Friday, March 12, 2004

kerry for aristide

John Kerry says in The New York Daily News that he would have dispatched the armed forces to keep Aristide in power.

It sounds like Kerry is just using this as an excuse to disagree with Bush, but I'll give him the benefit of the doubt and assume he wants to see Haiti's fledgling democratic government endure. I still disagree with him.

There were more questions about Aristide's election than about Bush's. Whether we believe the Supreme Court gave him the election or think Gore should have won because of popular vote is to some degree irrelevant. He won the general election through the processes our nation has set up, and probably with no more corruption in his camp than was in Gore's. You can't say the same about Ti Tid's election. The reports of fraud were so bad there that many governments refused to recognize him as the legitimate winner and pulled their aid for the nation.
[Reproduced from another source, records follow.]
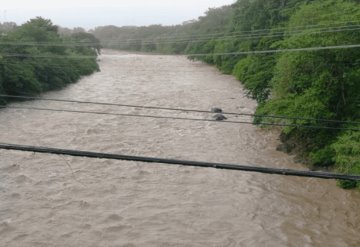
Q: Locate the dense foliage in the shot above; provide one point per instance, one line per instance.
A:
(34, 58)
(313, 85)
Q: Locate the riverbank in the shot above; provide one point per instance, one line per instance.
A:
(54, 200)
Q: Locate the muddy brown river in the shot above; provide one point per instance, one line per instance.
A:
(49, 200)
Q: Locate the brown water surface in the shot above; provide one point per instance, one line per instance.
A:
(48, 200)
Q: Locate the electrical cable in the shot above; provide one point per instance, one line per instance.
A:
(176, 109)
(224, 166)
(179, 118)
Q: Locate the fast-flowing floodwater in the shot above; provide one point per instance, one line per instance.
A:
(49, 200)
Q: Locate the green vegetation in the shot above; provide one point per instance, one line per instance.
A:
(321, 84)
(34, 58)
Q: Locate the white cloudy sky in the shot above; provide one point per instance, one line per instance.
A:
(90, 13)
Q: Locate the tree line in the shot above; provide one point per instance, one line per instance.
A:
(313, 85)
(35, 57)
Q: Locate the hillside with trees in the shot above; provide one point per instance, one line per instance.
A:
(35, 58)
(306, 86)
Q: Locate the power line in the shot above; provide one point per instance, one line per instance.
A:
(242, 37)
(178, 118)
(175, 40)
(253, 33)
(224, 166)
(191, 38)
(177, 109)
(319, 48)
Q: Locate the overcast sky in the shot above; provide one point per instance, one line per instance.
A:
(89, 13)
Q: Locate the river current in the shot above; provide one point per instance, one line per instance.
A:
(49, 200)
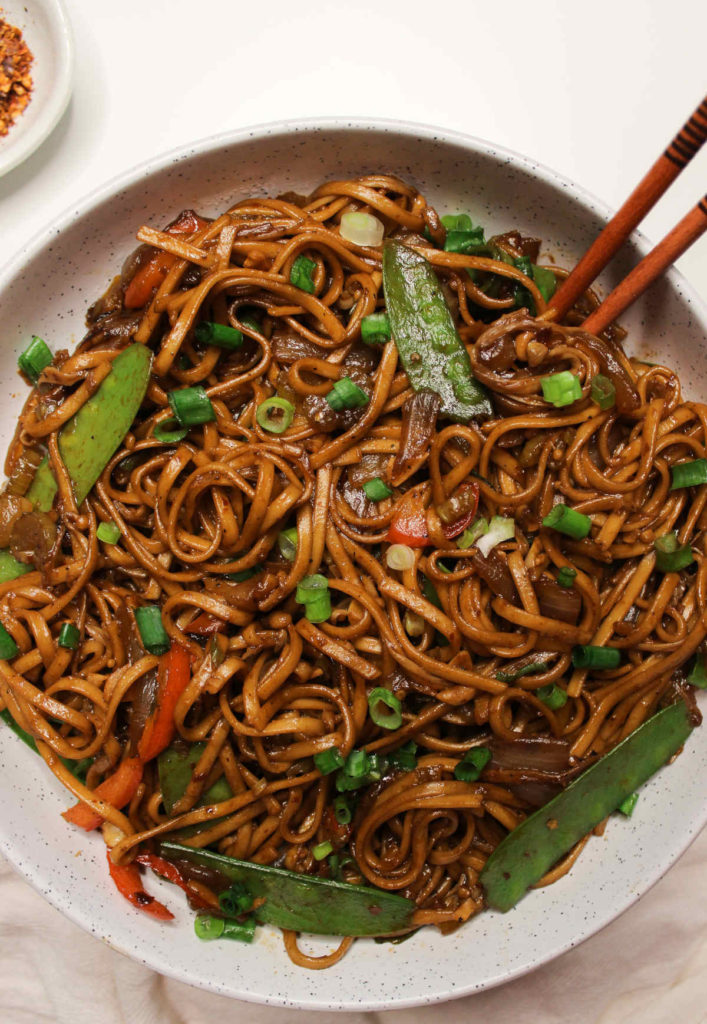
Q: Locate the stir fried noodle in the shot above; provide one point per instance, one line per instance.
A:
(442, 586)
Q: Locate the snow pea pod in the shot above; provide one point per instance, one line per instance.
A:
(304, 903)
(529, 851)
(89, 439)
(423, 330)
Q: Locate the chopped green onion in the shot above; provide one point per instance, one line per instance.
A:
(192, 406)
(36, 357)
(527, 670)
(500, 528)
(560, 389)
(375, 329)
(8, 647)
(109, 532)
(168, 431)
(566, 576)
(627, 806)
(472, 532)
(567, 520)
(552, 696)
(380, 698)
(457, 222)
(689, 474)
(236, 900)
(472, 764)
(671, 556)
(301, 274)
(308, 586)
(362, 228)
(287, 543)
(342, 810)
(587, 656)
(69, 636)
(602, 391)
(376, 489)
(243, 574)
(405, 757)
(698, 674)
(218, 334)
(153, 634)
(414, 624)
(275, 415)
(358, 764)
(400, 557)
(328, 761)
(346, 394)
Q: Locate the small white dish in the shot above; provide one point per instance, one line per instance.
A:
(45, 28)
(70, 264)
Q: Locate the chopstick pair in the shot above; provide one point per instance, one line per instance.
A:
(683, 146)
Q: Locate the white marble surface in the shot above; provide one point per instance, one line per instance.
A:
(594, 93)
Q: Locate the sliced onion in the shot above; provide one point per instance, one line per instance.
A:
(500, 528)
(362, 228)
(400, 556)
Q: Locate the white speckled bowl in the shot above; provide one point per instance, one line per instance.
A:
(69, 265)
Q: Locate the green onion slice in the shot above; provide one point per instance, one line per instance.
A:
(36, 357)
(109, 532)
(275, 415)
(552, 696)
(302, 274)
(602, 391)
(220, 335)
(346, 394)
(8, 647)
(328, 761)
(689, 474)
(192, 406)
(588, 656)
(567, 520)
(168, 431)
(384, 709)
(375, 329)
(376, 489)
(560, 389)
(69, 636)
(153, 634)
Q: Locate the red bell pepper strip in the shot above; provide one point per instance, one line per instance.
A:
(129, 883)
(150, 275)
(453, 529)
(409, 523)
(174, 675)
(205, 626)
(172, 873)
(118, 790)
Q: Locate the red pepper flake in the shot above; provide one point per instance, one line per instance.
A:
(15, 80)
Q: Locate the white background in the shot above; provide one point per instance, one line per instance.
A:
(593, 90)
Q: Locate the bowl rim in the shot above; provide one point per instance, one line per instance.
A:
(154, 165)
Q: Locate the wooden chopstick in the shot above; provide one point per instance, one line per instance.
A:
(651, 267)
(688, 142)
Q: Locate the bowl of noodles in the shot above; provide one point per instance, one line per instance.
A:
(340, 584)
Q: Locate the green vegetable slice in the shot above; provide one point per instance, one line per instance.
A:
(429, 347)
(529, 851)
(304, 903)
(90, 437)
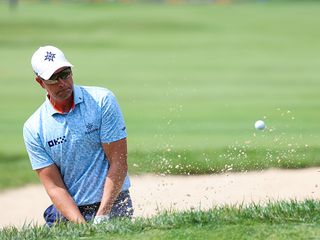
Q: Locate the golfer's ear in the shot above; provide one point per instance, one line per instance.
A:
(39, 80)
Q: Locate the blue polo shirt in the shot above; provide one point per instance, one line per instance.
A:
(73, 140)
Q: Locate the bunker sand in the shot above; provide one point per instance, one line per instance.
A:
(153, 194)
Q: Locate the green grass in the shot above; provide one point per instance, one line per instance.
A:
(191, 80)
(280, 220)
The questions surrounding his election were one of the stated reasons for the insurgency.

Committing to keeping Aristide in power would be a costly move in terms of manpower, and probably in lives as well. True, our forces are better equipped and better trained than the Haitian military (although many of them graduated from West Point). But that hasn't exactly helped in Iraq, has it?

By the time the Marines removed Ti Tid from the national palace, the insurgents already had captured most of the nation's big cities. Cap Haitien, Gonaives, Jeremie and so on were all under their control. Aristide had Port-au-Prince, but that's about it. His biggest supporters, the people from the slums of Cite Soleil and Carrefour and other such places, were and are in those places (except where they've been executed), and they've demonstrated a remarkable tenacity and determination to fight, even after his departure. Failing to remove Aristide would have put these two positions in a position where they would have been fighting in close quarters, and would have left our troops in the crossfire.
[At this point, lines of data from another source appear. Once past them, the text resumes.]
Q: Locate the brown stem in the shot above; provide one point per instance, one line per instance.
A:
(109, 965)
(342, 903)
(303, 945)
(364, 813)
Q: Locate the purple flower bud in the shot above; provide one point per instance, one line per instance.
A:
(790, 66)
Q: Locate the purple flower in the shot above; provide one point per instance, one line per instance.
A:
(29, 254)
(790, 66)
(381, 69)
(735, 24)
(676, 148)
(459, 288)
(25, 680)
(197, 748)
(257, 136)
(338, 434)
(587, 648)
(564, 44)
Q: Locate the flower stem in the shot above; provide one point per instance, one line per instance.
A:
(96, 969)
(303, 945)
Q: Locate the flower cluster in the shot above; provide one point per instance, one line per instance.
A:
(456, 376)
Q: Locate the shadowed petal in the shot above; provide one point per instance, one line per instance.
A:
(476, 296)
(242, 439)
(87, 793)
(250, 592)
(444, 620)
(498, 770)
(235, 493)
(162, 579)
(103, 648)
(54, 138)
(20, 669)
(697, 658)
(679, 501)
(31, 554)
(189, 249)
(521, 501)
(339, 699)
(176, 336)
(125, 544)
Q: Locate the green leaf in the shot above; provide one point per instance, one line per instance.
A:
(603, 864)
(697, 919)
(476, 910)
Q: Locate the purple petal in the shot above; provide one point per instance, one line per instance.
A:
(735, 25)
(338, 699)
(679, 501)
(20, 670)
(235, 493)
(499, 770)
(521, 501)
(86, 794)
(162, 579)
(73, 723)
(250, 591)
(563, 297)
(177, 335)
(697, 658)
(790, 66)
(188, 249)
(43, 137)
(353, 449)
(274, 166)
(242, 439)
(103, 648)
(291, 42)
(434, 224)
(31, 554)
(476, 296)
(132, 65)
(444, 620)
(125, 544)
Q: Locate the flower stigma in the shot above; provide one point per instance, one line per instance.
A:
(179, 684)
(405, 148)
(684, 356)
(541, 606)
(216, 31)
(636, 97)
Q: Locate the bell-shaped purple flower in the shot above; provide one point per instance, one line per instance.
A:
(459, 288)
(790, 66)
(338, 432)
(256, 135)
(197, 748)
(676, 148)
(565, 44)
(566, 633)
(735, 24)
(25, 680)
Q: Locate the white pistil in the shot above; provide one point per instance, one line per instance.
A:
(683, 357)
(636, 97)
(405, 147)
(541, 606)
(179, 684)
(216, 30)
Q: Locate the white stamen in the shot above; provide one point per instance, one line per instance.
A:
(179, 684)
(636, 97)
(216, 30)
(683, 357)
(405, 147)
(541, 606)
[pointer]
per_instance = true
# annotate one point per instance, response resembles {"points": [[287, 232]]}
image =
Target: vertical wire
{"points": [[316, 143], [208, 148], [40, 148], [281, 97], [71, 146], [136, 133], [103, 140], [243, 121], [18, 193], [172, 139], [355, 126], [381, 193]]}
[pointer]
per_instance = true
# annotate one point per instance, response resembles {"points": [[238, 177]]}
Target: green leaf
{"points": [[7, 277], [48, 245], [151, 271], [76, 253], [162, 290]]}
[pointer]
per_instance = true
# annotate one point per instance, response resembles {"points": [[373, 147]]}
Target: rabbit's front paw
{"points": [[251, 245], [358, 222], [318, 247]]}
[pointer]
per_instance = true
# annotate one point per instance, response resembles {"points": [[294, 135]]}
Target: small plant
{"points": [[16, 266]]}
And to be honest, having encountered some pretty appalling racism in our Marines stationed in Haiti, I can't say I would expect them to handle that situation with a lot of finesse. I can see a lot of unnecessary casualties in Haiti coming from a prolonged occupation of the type that Kerry is describing, with a comeasurate increase in anti-American sentiment.

Besides, with the American military backing his presidency, do you really think Ti Tid would *lose* the next election?

It's a difficult problem no matter how you slice it, but I think Bush did the best thing in this situation.